Chapter 20
Joyce
So it seems we are investigating a murder. And better still, I have been in a police interview room. This diary is bringing me luck.
It was interesting watching Elizabeth in action. She is very impressive. Very calm. I wonder if we would have got along if we’d met thirty years ago. Probably not; we are from different worlds. But this place brings people together.
I do hope I’ll be of some help to Elizabeth in the investigation. Help to catch Tony Curran’s killer. Perhaps I will, in my own way.
I think that if I have a special skill, it is that I am often overlooked. Is that the word? Underestimated, perhaps?
Coopers Chase is full of the great and the good, people who have done something or other with their lives.
It’s really a lot of fun. There’s someone who helped design the Channel Tunnel, someone who has a disease named after them, and someone who was the ambassador to Paraguay or Uruguay. You know the type.

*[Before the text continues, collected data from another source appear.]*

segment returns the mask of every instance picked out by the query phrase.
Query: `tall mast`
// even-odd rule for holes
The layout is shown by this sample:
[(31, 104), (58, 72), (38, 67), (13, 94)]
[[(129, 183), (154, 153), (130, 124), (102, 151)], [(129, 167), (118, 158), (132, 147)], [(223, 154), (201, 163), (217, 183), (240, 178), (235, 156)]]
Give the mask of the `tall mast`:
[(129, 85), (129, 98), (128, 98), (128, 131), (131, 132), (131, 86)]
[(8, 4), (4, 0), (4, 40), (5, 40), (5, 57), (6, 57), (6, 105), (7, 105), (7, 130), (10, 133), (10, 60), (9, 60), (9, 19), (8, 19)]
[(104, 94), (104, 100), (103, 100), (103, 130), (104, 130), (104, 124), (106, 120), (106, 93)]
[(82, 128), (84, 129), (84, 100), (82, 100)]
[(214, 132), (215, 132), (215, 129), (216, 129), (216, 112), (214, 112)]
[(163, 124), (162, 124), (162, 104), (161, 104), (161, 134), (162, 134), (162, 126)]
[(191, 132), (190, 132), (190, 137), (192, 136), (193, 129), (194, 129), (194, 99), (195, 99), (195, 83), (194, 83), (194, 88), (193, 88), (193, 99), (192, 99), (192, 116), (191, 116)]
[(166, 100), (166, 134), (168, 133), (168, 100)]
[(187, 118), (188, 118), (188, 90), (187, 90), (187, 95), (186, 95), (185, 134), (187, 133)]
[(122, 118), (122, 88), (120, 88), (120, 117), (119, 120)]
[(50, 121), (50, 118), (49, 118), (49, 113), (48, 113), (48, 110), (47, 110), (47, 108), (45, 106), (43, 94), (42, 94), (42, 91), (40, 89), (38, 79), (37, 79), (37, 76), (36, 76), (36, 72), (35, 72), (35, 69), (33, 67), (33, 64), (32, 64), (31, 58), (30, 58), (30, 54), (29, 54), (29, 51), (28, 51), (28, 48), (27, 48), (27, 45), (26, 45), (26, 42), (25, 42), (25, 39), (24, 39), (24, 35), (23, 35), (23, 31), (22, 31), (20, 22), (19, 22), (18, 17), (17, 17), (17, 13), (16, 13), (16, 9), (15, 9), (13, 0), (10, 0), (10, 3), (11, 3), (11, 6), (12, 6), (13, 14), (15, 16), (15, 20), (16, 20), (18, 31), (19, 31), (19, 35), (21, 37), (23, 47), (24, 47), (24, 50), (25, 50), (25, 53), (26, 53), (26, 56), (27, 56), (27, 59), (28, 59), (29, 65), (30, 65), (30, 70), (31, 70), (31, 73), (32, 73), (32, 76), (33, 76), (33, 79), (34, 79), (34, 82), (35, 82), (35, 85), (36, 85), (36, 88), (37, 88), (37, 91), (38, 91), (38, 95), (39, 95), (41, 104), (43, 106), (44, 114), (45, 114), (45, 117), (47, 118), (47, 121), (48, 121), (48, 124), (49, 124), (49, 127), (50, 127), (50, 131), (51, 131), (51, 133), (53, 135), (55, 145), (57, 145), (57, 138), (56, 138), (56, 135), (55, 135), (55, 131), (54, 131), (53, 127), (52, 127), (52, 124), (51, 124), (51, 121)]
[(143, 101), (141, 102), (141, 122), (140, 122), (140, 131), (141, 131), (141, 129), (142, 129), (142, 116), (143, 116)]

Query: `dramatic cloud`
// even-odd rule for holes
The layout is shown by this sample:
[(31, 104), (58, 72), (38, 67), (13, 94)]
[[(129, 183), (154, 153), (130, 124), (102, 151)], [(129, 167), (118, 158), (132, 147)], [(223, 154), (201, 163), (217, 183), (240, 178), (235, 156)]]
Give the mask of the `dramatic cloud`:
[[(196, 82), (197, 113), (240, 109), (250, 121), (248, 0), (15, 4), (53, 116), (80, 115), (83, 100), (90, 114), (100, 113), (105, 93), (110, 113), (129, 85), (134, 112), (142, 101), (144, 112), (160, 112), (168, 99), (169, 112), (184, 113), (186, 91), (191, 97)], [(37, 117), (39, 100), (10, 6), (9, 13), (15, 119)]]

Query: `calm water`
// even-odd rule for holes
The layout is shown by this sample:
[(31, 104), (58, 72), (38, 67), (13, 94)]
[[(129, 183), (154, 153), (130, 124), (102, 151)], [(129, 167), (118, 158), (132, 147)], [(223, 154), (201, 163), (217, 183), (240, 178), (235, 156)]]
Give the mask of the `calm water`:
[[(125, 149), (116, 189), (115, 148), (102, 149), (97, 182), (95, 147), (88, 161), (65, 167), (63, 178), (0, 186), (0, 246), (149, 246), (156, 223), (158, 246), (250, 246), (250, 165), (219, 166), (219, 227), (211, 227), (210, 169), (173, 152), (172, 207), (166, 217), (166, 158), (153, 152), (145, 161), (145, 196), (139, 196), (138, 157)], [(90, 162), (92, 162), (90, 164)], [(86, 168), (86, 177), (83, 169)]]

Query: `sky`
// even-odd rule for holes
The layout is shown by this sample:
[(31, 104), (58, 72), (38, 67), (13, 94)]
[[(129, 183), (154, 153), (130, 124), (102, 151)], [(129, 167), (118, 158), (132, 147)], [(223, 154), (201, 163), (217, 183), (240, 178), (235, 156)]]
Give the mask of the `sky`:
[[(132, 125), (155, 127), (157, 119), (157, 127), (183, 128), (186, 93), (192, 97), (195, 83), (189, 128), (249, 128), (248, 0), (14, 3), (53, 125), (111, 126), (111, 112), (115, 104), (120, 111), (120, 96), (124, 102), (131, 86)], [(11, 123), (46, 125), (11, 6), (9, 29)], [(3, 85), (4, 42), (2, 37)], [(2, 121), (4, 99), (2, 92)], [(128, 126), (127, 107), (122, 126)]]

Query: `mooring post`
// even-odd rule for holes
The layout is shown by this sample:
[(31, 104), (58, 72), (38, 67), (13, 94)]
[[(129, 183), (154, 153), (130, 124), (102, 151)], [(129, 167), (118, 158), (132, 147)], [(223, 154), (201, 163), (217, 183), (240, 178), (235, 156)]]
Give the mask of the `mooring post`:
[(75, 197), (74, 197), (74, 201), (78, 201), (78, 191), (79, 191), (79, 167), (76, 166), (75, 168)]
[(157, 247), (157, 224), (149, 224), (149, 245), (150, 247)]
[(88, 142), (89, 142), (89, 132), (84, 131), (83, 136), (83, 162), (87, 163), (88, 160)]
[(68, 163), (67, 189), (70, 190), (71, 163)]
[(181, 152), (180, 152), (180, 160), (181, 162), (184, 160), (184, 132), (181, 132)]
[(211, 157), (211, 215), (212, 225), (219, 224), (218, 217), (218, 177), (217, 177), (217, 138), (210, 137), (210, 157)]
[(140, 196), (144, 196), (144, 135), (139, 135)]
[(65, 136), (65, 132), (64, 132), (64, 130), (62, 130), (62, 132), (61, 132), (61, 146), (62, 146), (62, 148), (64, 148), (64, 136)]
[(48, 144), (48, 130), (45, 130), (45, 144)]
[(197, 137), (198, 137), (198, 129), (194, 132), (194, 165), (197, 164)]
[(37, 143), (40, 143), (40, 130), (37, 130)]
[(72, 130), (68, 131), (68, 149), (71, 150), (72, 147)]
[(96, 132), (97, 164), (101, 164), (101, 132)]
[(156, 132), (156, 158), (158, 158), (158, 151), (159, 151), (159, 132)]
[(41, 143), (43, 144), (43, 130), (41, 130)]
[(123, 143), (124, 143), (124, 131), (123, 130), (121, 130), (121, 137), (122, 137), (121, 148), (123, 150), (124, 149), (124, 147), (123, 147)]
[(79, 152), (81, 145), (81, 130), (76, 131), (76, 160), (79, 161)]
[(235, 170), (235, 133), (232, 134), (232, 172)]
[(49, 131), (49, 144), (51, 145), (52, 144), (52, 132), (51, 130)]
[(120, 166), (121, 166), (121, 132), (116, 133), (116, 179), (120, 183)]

And me? Joyce Meadowcroft? What do they make of me, I wonder?
Harmless, certainly. Chatty? Guilty, I’m afraid.
But I think they know, deep down, that I’m not one of them.
A nurse, not a doctor, not that anyone would say that to my face.
They know that Joanna bought my flat here. Joanna is one of them. Me, not so much.
And yet, if there’s a row at Catering Committee, or if there’s a problem with the lake pumps, or if, as happened very recently, one resident’s dog impregnates another and all hell breaks loose, then who is there to fix it? Joyce Meadowcroft.
I am very happy to listen to the grandstanding, watch the chests puffing out, hear the furious threats of legal action, and wait for them to blow themselves out.
Then I step in and suggest that maybe there’s a way through, and perhaps there is a compromise to be reached, and perhaps dogs will be dogs.
Nobody here feels threatened by me, nobody sees me as a rival.
I’m just Joyce—gentle, chatty Joyce, always has her nose in everything.
So everyone calms down through me. Quiet, sensible Joyce. There is no more shouting and the problem is fixed, more often than not in a way that benefits me—something no one ever seems to notice.
So I am very happy to be overlooked, and always have been. And I do think perhaps that will be helpful in this investigation. Everyone can look at Elizabeth, and I’ll just get on with being me.
The Meadowcroft, by the way, is from my late husband, Gerry, and I have always liked it. I had many reasons to marry Gerry, and his surname was another to add to a long list. A friend of mine from nursing married a Bumstead. Barbara Bumstead. I think I might have found an excuse and called it off.
What a day. I think I’ll watch an old Cagney & Lacey, and then bed.
Whatever Elizabeth needs me to do next, I’ll be ready.